Number of chars in string (returns 520):
len(anhCrawler)
Number of non-whitespace characters in string (using split as using split automatically removes the whitespace, and join creates a string with no whitespace) (returns 434):
len(''.join(anhCrawler.split()))
Finding the position of "DEATH STAR" (returns 261):
anhCrawler.find("DEATH STAR")
Here, you have simplilfied version of your function:
import re
def analyzeCrawler2(thetext, text_to_search = "DEATH STAR"):
numchars = len(anhCrawler)
nospacechars = len(re.sub(r"\s+", "", anhCrawler))
numwords = len(anhCrawler.split())
dspos = anhCrawler.find(text_to_search)
return theReport.format(numchars, nospacechars, numwords, dspos)
print analyzeCrawler2(theReport)
This text contains 520 characters (434 if you ignore spaces).
There are approximately 87 words in the text. The phrase
DEATH STAR occurs and starts at position 261.
I think the trick part is to remove white spaces from the string and to calculate the non-space character count. This can be done simply using regular expression. Rest should be self-explanatory.
First off, you need to indent the code that's inside a function. Second... your code can be simplified to the following:
theReport = """
This text contains {0} characters ({1} if you ignore spaces).
There are approximately {2} words in the text. The phrase
DEATH STAR is the {3}th word and starts at the {4}th character.
"""
def analyzeCrawler(thetext):
numchars = len(anhCrawler)
nospacechars = len(anhCrawler.replace(' ', ''))
numwords = len(anhCrawler.split())
word = 'DEATH STAR'
wordPosition = anhCrawler.split().index(word)

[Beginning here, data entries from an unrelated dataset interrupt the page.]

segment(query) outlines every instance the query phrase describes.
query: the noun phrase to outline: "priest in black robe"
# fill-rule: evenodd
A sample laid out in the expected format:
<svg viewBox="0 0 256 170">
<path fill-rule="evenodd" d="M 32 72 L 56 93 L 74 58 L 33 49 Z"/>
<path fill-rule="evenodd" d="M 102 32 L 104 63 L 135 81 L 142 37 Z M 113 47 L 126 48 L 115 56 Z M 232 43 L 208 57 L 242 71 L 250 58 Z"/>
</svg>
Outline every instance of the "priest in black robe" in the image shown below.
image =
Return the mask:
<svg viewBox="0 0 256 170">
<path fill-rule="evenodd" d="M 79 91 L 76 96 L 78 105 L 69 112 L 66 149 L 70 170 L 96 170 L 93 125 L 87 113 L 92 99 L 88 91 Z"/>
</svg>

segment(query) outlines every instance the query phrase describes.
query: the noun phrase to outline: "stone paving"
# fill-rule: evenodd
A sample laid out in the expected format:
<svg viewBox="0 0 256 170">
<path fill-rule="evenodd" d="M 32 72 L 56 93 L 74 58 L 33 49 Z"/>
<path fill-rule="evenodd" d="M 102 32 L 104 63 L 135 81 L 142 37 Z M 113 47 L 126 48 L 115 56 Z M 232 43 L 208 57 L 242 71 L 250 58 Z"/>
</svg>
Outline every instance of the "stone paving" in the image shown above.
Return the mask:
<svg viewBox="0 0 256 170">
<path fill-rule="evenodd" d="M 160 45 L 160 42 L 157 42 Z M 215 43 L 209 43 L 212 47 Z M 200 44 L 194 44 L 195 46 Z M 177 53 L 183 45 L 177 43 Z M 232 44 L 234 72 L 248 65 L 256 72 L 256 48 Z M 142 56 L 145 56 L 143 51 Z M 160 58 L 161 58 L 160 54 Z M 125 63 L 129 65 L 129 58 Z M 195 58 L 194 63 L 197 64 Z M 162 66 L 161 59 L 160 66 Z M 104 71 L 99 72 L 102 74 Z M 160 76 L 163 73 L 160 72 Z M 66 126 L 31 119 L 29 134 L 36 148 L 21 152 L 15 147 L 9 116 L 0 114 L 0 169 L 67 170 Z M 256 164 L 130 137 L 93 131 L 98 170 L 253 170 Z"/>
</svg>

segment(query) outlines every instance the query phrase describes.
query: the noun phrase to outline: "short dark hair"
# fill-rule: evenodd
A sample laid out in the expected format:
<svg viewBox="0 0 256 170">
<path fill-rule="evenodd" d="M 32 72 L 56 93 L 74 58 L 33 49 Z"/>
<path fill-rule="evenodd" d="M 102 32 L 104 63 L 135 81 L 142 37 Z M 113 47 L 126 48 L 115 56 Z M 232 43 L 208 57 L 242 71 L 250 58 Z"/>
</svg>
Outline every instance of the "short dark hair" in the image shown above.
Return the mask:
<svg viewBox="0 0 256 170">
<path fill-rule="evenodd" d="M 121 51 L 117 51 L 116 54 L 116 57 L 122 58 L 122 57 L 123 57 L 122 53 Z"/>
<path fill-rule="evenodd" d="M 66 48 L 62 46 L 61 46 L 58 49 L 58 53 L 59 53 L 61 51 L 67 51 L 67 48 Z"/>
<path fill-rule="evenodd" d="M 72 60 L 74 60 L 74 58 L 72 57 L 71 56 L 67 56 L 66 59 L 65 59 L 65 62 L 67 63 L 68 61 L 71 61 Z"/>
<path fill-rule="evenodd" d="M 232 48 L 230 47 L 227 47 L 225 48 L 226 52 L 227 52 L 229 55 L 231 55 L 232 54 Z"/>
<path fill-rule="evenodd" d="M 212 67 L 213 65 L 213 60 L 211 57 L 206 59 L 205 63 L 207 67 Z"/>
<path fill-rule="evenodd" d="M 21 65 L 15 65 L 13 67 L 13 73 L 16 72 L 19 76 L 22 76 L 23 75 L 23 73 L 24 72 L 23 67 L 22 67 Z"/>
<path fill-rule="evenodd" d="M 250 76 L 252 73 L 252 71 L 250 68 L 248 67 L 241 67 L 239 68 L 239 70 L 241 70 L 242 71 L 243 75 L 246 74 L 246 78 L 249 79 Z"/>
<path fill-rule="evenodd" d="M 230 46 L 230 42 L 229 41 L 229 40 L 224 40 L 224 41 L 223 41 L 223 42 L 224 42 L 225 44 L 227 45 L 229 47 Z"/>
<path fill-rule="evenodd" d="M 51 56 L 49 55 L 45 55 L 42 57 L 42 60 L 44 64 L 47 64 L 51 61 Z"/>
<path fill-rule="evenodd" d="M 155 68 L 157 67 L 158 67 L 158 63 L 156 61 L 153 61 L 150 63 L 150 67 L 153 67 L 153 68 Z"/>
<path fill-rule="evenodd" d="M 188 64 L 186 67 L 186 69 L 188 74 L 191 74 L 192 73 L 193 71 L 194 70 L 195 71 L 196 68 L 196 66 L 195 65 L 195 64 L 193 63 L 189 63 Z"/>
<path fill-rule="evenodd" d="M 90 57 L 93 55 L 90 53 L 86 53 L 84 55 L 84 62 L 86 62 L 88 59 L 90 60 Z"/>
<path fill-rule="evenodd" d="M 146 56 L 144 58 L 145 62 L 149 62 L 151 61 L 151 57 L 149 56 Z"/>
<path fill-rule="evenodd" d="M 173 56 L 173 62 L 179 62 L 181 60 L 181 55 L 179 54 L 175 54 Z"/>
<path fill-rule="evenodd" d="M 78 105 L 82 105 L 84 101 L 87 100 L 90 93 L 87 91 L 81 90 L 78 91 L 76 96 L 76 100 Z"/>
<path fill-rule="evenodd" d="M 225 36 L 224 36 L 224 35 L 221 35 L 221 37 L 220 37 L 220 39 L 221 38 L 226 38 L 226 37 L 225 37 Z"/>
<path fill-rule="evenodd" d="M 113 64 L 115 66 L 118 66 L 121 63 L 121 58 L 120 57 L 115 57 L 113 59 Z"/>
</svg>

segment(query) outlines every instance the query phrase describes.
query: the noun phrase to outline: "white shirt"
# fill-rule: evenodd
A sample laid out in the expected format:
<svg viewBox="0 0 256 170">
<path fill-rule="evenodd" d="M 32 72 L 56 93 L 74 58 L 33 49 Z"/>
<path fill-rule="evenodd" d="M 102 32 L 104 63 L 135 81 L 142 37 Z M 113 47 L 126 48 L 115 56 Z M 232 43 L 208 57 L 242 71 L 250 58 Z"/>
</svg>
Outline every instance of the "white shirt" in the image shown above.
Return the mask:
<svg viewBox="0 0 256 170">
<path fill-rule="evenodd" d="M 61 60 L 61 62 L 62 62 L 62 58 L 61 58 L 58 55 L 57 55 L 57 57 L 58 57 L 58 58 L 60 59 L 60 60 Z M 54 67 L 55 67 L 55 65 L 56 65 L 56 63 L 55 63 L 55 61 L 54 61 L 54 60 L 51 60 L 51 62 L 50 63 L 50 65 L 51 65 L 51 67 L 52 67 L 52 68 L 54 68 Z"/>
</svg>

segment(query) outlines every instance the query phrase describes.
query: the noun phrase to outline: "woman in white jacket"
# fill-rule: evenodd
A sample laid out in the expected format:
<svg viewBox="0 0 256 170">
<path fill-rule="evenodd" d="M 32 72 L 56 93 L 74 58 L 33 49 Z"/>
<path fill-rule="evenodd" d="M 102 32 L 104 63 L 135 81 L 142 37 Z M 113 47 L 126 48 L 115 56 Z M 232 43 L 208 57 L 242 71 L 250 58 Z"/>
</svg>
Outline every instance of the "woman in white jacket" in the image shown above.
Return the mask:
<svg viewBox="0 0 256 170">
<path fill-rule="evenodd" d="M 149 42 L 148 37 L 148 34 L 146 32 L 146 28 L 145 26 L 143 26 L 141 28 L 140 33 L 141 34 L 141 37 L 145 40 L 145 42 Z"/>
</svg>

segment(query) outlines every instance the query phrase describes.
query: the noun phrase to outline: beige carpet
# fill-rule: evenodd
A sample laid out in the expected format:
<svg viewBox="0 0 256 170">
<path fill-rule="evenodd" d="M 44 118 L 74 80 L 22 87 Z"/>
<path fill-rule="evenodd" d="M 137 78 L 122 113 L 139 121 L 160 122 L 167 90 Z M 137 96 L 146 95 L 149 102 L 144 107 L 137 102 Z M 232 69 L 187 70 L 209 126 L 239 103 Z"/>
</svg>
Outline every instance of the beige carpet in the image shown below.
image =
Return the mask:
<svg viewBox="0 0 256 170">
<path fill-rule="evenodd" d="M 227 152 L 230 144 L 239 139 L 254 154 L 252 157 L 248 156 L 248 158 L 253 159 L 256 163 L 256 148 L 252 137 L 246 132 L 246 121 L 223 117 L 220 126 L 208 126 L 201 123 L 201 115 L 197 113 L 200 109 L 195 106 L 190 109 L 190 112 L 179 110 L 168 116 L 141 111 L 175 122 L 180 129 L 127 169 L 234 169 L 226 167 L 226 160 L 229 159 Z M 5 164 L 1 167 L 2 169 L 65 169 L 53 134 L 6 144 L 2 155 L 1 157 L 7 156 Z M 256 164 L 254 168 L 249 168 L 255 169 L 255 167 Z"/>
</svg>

charPosition = anhCrawler.find(word)
return theReport.format(
numchars, nospacechars, numwords, wordPosition, charPosition
)
I modified the last two format arguments because it wasn't clear what you meant by dspos, although maybe it's obvious and I'm not seeing it. In any case, I included the word and char position instead. You can determine which one you really meant to include.